Former Syro Steel Site Sold for $400,000; Developer Eyes Rebirth

GIRARD, Ohio – The site of the former Syro Steel Co. complex in Girard could see new life after its recent purchase by a Lisbon development group.

Records from the Trumbull County Auditor’s office show that 1170 State Road LLC acquired the property – consisting of 22 acres, an office building and three manufacturing buildings – from Syro Steel for $400,000 on Aug. 19.

The site was most recently occupied by Trinity Industries, but has remained vacant since Trinity ceased operations there in 2018.  Records from the Ohio Secretary of State’s office show that the name and address for 1170 State Road LLC is Benjamin Dickey of 7716 Depot Road, Lisbon.

“This is going to be rebranded and put out there for lease,” says Dan Crouse, agent for Platz Realty Group, which listed the site. “It’s going to take a major infusion of cash, but he’s willing to do it because it has great flex space and good manufacturing space.”

Syro Steel constructed a rolling mill at the location at 1170 N. State St. during World War II. It also built a galvanizing plant and a shearing operation at the site.

Crouse says the main building is a 100,000-square-foot steel manufacturing plant, of which about 60,000-square feet is usable. “The rest of that will have to come down,” he says. However, this portion of the site has direct rail access, an important attribute for any prospective industrial tenant.

“There’s rail directly into this building and it has seven cranes,” Crouse says. 

Another 21,000 square-foot building that once housed Syro’s galvanizing operations is still in solid condition, Crouse notes, while a 7,000-square foot building where the company’s shearing division operated is also intact.

Crouse says the vacant industrial buildings, including 10,000 square feet of office space, could easily be repurposed to accommodate multiple tenants. Industrial buildings that have large crane capacity, he says, are attractive to manufacturing interests since they would be expensive to construct new.

“You can’t duplicate those,” Crouse says.  

Syro Steel began in business manufacturing steel for the war effort during the mid-1940s.  Among the products the company designed were Quonset Huts for the military during the war.

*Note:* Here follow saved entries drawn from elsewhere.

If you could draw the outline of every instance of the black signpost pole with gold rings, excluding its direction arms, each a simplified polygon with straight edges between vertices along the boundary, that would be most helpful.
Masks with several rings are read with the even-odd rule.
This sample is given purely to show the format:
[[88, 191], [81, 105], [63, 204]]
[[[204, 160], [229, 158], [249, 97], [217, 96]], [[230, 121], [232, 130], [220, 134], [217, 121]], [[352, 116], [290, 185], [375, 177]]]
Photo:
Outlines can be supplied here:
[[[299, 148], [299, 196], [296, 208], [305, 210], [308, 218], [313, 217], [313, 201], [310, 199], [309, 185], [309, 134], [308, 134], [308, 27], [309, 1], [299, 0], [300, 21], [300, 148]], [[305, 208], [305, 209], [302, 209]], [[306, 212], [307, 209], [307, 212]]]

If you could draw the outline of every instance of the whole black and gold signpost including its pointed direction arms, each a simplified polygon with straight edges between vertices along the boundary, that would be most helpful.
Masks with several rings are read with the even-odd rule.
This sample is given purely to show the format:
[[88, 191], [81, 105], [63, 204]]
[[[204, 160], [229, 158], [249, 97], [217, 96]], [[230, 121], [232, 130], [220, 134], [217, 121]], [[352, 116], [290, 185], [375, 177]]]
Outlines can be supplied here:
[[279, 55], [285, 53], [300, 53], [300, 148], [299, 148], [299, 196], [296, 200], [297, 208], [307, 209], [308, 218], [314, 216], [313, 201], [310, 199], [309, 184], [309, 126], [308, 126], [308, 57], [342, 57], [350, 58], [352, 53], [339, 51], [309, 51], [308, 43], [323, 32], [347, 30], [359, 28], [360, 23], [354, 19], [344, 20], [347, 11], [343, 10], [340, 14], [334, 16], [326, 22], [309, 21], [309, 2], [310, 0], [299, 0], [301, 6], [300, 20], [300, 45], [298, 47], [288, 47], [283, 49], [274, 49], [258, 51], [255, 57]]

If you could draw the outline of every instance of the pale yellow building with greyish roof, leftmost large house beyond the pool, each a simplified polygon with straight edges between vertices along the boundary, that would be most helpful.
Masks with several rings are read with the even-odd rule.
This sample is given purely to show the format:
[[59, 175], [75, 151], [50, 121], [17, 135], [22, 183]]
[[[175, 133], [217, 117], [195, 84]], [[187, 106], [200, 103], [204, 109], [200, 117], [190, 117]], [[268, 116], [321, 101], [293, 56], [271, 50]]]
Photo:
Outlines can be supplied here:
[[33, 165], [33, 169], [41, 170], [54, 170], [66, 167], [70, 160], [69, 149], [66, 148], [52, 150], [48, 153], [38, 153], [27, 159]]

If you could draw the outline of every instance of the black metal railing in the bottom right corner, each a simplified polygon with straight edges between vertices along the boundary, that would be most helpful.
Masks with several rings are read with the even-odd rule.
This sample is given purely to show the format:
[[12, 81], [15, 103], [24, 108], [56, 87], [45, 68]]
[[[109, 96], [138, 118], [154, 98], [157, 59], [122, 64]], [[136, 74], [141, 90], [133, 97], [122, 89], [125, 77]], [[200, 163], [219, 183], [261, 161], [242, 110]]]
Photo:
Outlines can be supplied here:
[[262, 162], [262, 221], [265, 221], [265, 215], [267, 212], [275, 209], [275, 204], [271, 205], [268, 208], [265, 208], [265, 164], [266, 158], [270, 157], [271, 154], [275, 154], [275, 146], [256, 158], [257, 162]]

A 3,000-square-foot demonstration model of these huts still sits on the property. 

The entrance to the bomb shelter.

“They were able to fit small scout planes in these,” Crouse says.

Even more intriguing is a Cold War-era fallout shelter that Syro designed for customers during the 1950s through the early 1960s.  

It was widely believed then that international tensions between the United States and the Soviet Union could at any moment erupt into a nuclear war, exacerbated by events such as the Korean War during the early 1950s and the Cuban Missile Crisis in 1962. Fearful of an atomic attack, some Americans took to constructing private bomb shelters to protect them from a nuclear holocaust.  

“There is a demo model of one of these just through the office. It’s in pretty good shape,” Crouse says.  “They sold these things during the Cold War.”

Redevelopment of the site would also mean returning the property to productive use, Crouse says. “The office building is essentially furnished. But after a quick cleanup, it’s ready to go.”

Pictured at top: The former Syro Steel building in Girard.